Balance Sheet and Cash Flow
The balance sheet exhibited considerable strengthening in FY:2024. Total assets grew by 16.50%, increasing from NGN97.48bn in FY:2023 to NGN113.57bn in FY:2024. Non-current assets expanded by 25.06% (from NGN3.87bn to NGN4.84bn), while current assets increased by 16.16% (from NGN93.61bn to NGN108.73bn). Shareholders’ funds surged by 27.07%, rising from NGN33.15bn to NGN42.11bn, which underscores improved financial resilience, even as total liabilities increased from NGN64.33bn to NGN71.46bn.
Cash flow performance underscored a significant turnaround. Conoil Plc generated a net cash inflow from operating activities of NGN8.35bn in FY:2024, reversing a net cash outflow of NGN16.46bn in FY:2023. This improvement reflects more efficient working capital management and better cash conversion from core operations. Outflows from investing activities increased to NGN1.81bn (from NGN0.71bn) as the company continued to reinvest in its asset base, while financing activities witnessed higher outflows of NGN6.31bn compared to NGN3.69bn in FY:2023, driven primarily by increased dividend payouts and higher finance costs.
Analytical Outlook
Looking ahead, whilst we expect continued positive performance, though certain challenges remain. The commencement of operations by the Dangote Refinery introduces new dynamics to the domestic Premium Motor Spirit (PMS) market. The Dangote Refinery has reduced the ex-depot price of petrol from NGN950 to NGN890 per litre, aiming to align with global energy sector trends and alleviate consumer costs. This development is expected to intensify competition in the PMS market, potentially impacting Conoil Plc’s market share and pricing strategies. However, the company’s established brand presence and extensive distribution network may provide a competitive edge in maintaining customer loyalty.

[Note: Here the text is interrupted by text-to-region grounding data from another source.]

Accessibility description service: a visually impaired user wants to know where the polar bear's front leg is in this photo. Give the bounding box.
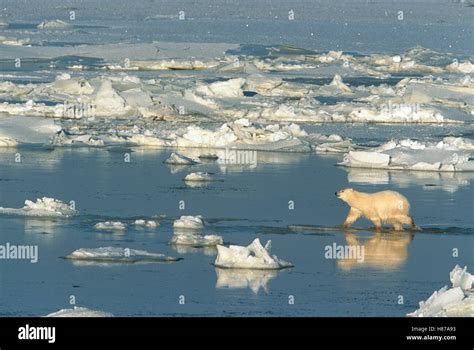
[343,208,361,228]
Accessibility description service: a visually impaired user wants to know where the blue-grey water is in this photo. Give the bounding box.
[0,146,472,316]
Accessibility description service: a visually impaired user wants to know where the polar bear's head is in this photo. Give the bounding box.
[335,188,354,203]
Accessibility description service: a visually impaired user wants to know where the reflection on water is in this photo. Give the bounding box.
[171,245,217,256]
[346,168,474,193]
[337,231,413,271]
[24,218,64,235]
[215,267,279,294]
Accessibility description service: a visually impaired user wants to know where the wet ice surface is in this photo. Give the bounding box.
[0,148,472,316]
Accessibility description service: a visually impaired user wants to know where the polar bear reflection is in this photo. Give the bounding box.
[337,231,413,271]
[215,268,279,294]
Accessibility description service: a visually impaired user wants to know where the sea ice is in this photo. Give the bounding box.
[37,20,72,29]
[94,221,126,231]
[64,247,181,263]
[173,215,204,229]
[340,138,474,172]
[214,238,293,270]
[408,265,474,317]
[184,172,213,182]
[163,152,197,165]
[45,306,113,317]
[0,198,76,217]
[134,219,159,228]
[170,232,223,247]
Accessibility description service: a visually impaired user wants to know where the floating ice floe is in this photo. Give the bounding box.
[37,19,72,29]
[50,130,105,146]
[214,238,293,270]
[0,136,18,147]
[173,215,204,229]
[109,59,218,71]
[94,221,126,231]
[94,80,132,117]
[45,307,113,317]
[215,268,278,294]
[170,232,223,247]
[407,265,473,317]
[0,35,29,46]
[184,172,213,182]
[0,198,76,217]
[195,78,245,98]
[134,219,159,228]
[340,138,474,172]
[64,247,181,263]
[163,152,197,165]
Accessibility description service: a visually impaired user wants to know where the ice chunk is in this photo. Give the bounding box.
[94,80,130,116]
[0,136,18,147]
[0,198,76,217]
[64,247,181,263]
[163,152,197,165]
[173,215,204,229]
[170,232,223,247]
[134,219,159,228]
[347,151,391,167]
[408,265,474,317]
[195,78,245,98]
[94,221,126,231]
[184,172,213,182]
[45,307,113,317]
[214,238,293,270]
[329,74,352,93]
[37,19,72,29]
[127,134,164,146]
[450,265,473,291]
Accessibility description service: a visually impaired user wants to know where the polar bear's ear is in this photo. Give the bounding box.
[347,188,354,192]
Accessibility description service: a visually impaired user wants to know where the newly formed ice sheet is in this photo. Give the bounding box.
[214,238,293,270]
[45,306,113,317]
[408,265,474,317]
[64,247,181,263]
[0,197,76,217]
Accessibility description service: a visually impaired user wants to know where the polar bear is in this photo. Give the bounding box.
[336,188,416,231]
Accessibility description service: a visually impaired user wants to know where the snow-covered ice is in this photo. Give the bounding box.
[340,138,474,172]
[170,232,223,247]
[64,247,181,263]
[214,238,293,270]
[45,306,113,317]
[173,215,204,229]
[163,152,197,165]
[184,172,213,182]
[94,221,126,231]
[134,219,159,228]
[0,198,76,217]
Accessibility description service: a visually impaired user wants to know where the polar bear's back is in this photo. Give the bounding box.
[367,190,410,219]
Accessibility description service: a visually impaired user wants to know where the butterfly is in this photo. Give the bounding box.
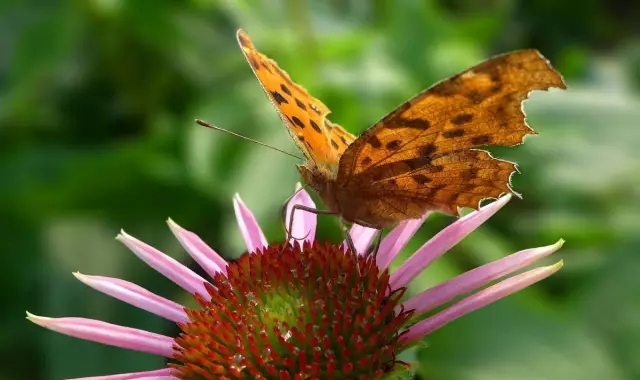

Additionally, declining global oil prices, influenced by increasing geopolitical tensions, could lead to lower domestic fuel prices. While this may reduce revenue per litre, it is anticipated to boost sales volumes as consumers benefit from more affordable fuel. This volume increase could offset the lower unit prices, potentially sustaining overall revenue levels. The decrease in energy costs could also contribute to lower cost margins as well and increased profitability. Therefore, we place a BUY recommendation on Conoil Plc.